Напоминание о князе темным облаком пробежало по красивому лицу бывшего думного дьяка.
— От князя, отче, не скоро допытаешь правду, да и человек-то он нетвердый. Вот хоть бы и насчет царевны. Где он показал ей преданность? Все мотает, как бы вильнуть в сторону. Раз только он и проговорился. Закручинилась как-то царевна уж очень сильно, — забоялась за свое государствование… я утешал ее. Тут только он и обмолвился: «Для чего и прежде вместе с братьями ее (Наталью Кирилловну) не уходили, ничего бы теперь и не было». Да и государыня-то, я тебе скажу, отче, по тайности, не так уж к нему благоволит, как прежде.
Отче Сильвестр не отвечал, но лукаво метнулись его глазки на хозяина, и едва заметная насмешливая улыбка передернула углы рта.
— Засиделся, однако, я у тебя, Федор Леонтьич, а у самого на дому есть нужное дельце, — говорил гость, поднявшись с места и молясь перед иконами.

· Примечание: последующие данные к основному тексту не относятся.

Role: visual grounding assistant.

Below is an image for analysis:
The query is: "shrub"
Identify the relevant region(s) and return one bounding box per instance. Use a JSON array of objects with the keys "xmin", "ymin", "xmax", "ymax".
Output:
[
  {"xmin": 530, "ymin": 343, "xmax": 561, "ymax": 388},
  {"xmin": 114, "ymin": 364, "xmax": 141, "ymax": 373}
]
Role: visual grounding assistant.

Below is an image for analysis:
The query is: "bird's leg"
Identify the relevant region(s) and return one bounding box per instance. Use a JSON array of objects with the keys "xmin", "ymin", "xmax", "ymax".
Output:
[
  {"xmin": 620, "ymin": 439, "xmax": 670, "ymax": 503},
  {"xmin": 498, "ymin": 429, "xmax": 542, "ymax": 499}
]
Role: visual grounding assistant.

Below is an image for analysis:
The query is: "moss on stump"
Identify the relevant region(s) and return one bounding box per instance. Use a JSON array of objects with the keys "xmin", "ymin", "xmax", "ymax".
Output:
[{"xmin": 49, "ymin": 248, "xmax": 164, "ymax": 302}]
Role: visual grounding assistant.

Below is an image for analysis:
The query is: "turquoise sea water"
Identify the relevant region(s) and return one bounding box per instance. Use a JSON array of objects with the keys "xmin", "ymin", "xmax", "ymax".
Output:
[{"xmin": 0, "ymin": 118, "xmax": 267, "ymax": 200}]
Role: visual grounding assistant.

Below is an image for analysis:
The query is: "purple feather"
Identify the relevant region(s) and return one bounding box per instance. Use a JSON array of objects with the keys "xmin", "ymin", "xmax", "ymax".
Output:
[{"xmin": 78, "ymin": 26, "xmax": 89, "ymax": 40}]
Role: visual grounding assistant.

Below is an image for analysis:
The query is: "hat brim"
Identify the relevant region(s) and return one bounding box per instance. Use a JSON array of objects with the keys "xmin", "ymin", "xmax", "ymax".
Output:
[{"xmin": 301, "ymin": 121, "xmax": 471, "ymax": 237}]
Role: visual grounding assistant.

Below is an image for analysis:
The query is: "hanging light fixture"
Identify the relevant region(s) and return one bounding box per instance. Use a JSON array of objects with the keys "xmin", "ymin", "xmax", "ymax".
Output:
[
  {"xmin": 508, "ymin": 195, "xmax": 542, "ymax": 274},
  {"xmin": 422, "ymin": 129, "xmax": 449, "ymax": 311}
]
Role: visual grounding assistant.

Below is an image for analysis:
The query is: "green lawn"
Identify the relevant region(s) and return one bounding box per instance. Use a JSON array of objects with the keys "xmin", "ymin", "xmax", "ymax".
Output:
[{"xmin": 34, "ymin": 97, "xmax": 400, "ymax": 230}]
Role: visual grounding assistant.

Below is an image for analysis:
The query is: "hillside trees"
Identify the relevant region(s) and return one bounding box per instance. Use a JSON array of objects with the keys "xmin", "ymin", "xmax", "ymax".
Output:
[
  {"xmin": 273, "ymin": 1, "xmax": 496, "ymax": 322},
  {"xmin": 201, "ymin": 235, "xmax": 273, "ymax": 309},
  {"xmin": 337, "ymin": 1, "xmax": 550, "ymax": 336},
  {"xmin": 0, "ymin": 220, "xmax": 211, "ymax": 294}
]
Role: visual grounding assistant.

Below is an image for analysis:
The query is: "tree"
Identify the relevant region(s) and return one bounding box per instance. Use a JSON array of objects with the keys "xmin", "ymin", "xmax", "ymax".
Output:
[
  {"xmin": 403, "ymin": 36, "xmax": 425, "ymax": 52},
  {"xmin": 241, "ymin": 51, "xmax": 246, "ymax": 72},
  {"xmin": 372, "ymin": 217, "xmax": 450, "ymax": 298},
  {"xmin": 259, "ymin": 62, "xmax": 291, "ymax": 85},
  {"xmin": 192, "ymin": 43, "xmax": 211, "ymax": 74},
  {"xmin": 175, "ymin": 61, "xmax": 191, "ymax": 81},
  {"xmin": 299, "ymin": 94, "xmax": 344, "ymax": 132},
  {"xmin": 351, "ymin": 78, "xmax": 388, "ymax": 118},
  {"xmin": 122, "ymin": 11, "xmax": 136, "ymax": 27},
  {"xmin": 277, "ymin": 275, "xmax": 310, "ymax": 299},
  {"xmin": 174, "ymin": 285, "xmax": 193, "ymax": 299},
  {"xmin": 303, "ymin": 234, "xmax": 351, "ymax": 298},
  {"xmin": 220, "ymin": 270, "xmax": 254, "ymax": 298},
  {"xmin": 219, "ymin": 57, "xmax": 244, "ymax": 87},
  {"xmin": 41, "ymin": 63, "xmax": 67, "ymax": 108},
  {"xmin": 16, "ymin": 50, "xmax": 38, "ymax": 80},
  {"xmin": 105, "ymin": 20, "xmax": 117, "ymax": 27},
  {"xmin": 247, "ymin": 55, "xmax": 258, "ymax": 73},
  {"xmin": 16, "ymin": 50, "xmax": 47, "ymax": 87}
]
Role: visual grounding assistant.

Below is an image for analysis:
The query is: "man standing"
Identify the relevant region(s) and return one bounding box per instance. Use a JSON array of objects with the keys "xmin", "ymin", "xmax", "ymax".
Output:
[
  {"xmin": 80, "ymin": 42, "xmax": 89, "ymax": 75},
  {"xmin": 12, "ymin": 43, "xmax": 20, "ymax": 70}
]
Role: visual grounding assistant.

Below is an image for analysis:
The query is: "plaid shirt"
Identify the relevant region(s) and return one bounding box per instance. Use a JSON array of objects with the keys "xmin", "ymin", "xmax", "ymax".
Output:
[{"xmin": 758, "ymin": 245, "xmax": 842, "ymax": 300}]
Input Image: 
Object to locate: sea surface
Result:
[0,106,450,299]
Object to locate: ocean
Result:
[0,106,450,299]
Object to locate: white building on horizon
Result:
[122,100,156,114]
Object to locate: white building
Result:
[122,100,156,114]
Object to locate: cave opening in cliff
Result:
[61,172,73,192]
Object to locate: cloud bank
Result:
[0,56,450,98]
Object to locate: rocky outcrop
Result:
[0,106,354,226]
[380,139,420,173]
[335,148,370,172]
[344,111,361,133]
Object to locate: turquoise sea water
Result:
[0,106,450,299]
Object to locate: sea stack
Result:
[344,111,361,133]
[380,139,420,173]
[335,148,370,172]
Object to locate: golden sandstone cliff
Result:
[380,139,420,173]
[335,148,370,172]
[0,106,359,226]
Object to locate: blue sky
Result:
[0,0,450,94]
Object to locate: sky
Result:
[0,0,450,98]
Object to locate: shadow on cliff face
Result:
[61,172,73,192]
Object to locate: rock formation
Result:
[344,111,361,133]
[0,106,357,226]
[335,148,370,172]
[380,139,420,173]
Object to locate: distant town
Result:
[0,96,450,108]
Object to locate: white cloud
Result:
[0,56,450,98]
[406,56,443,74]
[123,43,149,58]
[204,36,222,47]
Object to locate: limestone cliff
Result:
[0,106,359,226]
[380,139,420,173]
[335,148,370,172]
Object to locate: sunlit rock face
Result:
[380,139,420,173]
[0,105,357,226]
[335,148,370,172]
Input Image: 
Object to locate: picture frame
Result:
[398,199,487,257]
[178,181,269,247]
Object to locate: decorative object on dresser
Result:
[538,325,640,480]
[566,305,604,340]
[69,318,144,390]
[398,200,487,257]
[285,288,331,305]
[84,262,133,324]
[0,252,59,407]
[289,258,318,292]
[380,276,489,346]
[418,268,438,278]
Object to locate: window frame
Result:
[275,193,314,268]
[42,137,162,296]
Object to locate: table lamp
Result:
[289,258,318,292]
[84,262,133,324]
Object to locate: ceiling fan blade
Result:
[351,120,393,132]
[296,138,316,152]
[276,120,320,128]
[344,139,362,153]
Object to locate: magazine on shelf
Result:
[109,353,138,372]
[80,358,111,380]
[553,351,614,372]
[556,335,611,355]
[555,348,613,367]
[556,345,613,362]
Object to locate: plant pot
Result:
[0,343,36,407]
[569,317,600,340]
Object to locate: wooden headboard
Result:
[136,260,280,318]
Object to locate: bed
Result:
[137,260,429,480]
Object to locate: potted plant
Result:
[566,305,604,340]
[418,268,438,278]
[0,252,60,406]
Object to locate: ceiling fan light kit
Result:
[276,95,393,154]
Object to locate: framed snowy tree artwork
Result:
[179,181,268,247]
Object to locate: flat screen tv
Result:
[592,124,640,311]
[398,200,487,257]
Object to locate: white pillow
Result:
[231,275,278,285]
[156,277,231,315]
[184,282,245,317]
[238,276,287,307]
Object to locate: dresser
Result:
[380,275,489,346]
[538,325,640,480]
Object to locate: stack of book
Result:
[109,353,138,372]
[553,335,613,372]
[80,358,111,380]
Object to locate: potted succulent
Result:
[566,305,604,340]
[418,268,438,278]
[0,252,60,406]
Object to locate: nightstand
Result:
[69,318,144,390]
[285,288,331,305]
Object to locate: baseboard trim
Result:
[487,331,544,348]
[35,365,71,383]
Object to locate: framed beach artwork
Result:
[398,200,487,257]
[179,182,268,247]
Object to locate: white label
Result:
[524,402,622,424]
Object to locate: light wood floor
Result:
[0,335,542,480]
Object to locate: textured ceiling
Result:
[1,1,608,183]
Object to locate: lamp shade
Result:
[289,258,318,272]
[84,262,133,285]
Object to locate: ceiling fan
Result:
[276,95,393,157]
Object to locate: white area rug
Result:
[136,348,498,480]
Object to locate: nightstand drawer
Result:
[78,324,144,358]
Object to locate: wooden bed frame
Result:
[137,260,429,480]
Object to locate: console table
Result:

Федор Леонтьич снова почтительно подошел под благословение святого отца и снова усердно облобызал его руку.
— Не смею удерживать тебя, святой отче, знаю, как время тебе дорого. Не забудь и меня грешного в своих святых молитвах.
Глава II
Проводив преподобного отца Сильвестра, Шакловитый вышел на крыльцо, выходящее на двор, где кучками толпились стрельцы. На дворе собралось до тридцати урядников четырех стрелецких полков, между которыми находились пятисотенные Ларион Елизарьев и Василий Бурмистров, пятидесятники и пристава Андрей Кондратьев, Обросим Петров, Алексей Стрижов, Афанасий Ларионов, Борис Дмитриев и другие.
— Пятисотенные и пятидесятники стрелецкие! Сами вы видите, как велика к вам царская милость, а вся эта милость исходит только от одной нашей благоверной государыни, царевны Софьи Алексеевны. Докажите же ей вашу преданность; вашу готовность служить ей честно, нелицемерно, вашу готовность положить за нее животы свои. А доказать ноне вы можете челобитною, чтобы ей, благоверной государыне, венчаться царским венцом. Если таково ваше желание, то напишите челобитную, я доложу царевне, а потом подадим великим государям, когда они выйдут на обновление лета (1 сентября).
Речь была коротка, но не убедительна. Видно было, что бывший думный дьяк, борзый в писании, не обладал даром элоквенции, да и в тоне его голоса не звучало той твердости и уверенности, которые так влияют на неразвитые умы.